There are valid concerns about the government’s £1.57 billion support package for the arts. Are we going to wind-up sustaining cultural venues at the expense of our creative workforce? Is it going to materialise on time? Is the Arts Council funding process inherently biased to organisations overloaded with hefty salaries and administrative workers?

However, £1.57 billion is nonetheless a huge figure and a significant statement of support for the sector. Some of it has already fed through to the small venues fund (above), while £2 million has been split between HelpMusicians Financial Hardship Funding programme and UK Theatre’s Theatre Artist’s Fund.

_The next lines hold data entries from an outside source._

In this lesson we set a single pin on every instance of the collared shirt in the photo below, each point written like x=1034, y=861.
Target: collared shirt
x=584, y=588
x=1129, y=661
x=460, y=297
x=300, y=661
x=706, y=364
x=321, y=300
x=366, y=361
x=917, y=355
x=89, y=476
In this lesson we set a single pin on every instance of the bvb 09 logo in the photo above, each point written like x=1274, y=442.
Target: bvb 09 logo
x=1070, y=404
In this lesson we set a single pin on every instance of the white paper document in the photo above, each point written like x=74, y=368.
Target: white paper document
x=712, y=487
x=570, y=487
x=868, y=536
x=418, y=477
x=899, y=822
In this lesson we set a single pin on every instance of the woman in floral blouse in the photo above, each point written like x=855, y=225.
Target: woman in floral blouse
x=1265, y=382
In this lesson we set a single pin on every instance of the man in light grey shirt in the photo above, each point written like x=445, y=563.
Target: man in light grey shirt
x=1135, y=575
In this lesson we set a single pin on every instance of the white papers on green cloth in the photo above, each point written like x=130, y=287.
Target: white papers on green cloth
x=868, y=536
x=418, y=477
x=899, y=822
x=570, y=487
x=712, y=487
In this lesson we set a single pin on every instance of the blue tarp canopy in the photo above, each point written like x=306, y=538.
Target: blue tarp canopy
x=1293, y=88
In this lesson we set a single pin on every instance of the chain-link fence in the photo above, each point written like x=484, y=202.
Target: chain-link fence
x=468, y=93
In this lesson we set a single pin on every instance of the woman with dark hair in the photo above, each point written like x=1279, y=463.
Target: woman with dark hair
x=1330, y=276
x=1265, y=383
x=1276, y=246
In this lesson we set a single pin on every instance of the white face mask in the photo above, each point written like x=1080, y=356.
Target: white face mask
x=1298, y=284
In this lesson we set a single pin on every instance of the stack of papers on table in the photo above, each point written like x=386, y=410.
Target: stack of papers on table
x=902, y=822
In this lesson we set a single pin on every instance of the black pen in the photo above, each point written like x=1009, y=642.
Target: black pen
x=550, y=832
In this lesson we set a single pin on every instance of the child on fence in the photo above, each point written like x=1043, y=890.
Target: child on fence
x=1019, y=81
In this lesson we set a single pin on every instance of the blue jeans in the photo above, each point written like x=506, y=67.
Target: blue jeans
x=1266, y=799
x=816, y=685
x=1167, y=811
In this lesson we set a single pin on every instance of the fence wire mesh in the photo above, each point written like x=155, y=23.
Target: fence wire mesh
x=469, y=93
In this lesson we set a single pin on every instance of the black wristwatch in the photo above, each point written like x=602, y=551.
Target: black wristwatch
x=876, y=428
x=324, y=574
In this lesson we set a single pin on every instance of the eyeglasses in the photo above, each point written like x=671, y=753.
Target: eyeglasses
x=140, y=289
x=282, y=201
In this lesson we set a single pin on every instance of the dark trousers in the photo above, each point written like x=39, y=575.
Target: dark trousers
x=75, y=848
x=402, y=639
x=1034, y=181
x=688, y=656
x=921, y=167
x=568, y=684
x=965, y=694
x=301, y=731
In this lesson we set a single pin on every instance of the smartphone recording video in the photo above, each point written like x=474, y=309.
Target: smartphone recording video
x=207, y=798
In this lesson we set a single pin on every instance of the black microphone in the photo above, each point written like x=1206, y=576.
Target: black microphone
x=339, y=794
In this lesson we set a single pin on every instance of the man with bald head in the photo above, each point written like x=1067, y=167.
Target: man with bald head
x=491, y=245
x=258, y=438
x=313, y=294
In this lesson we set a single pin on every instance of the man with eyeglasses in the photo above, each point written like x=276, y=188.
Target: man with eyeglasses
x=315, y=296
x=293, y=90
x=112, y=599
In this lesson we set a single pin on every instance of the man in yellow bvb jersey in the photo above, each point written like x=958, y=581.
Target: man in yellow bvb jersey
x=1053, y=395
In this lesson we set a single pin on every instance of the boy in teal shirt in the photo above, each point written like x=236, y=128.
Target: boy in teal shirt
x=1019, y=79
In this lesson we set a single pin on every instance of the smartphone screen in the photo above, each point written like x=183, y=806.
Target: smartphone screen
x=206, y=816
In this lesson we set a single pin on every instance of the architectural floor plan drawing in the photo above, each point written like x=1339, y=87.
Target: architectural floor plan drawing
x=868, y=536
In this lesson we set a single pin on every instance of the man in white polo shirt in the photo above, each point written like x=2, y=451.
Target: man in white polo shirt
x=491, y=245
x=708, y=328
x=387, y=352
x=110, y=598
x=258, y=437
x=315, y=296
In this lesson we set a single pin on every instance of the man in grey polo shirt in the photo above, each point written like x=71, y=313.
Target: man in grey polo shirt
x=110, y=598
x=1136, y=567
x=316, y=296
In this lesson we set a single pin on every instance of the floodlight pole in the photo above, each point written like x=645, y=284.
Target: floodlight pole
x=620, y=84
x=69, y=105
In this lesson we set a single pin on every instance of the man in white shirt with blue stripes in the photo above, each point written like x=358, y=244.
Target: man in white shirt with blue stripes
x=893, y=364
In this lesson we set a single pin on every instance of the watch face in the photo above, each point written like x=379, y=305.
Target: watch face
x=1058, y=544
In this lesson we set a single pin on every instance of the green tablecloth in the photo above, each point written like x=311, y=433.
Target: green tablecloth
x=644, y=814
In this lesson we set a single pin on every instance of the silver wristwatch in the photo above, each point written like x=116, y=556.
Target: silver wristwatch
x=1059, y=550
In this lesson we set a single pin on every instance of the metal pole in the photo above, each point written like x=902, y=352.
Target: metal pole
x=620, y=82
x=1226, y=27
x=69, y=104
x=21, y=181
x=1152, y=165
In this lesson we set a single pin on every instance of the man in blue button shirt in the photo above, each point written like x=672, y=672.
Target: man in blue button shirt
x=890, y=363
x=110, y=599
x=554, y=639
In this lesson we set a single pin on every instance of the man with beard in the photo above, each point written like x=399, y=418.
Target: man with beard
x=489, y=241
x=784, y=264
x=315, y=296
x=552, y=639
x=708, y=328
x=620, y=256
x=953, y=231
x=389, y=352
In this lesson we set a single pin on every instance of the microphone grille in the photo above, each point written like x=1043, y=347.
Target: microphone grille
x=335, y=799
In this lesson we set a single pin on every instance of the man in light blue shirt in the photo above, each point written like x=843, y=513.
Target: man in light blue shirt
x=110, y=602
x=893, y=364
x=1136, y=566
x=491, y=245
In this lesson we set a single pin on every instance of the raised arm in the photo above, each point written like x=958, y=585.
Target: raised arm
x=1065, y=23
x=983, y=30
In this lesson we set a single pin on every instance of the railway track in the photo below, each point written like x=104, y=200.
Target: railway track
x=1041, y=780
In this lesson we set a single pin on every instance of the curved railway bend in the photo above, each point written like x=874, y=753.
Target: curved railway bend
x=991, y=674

What’s more, following this week’s deadline, the Culture Recovery Fund will soon be distributing grants between £50,000 and £3 million to successful applicants.

7. The tide just might be turning (albeit slowly)

It will come too late for many and maybe we’ll take a step backwards before we move forwards this winter, but the wheels of democracy are slowly turning in the creative industries’ favour. The Digital, Culture, Media and Sport Committee (which scrutinises the government’s DCMS department) has completed its inquiry into the impact of Covid-19 and has recommended the creation of “a sector specific deal that provides continued support for cultural workers, including freelancers and small companies…” Encompassing “long-term support, including tax reliefs, to rebuild audience figures and investment.”

This is by no means a done deal – the government has two months to respond and may well mumble about the £1.57 billion and do little else – but it is a positive step. Let’s hope it’s the first of many.

Silver linings for creative workers
Photo by Aakanksha Panwar on Unsplash

Creative Money Blogs include principles, resources and opinion pieces relating to personal finance for creatives.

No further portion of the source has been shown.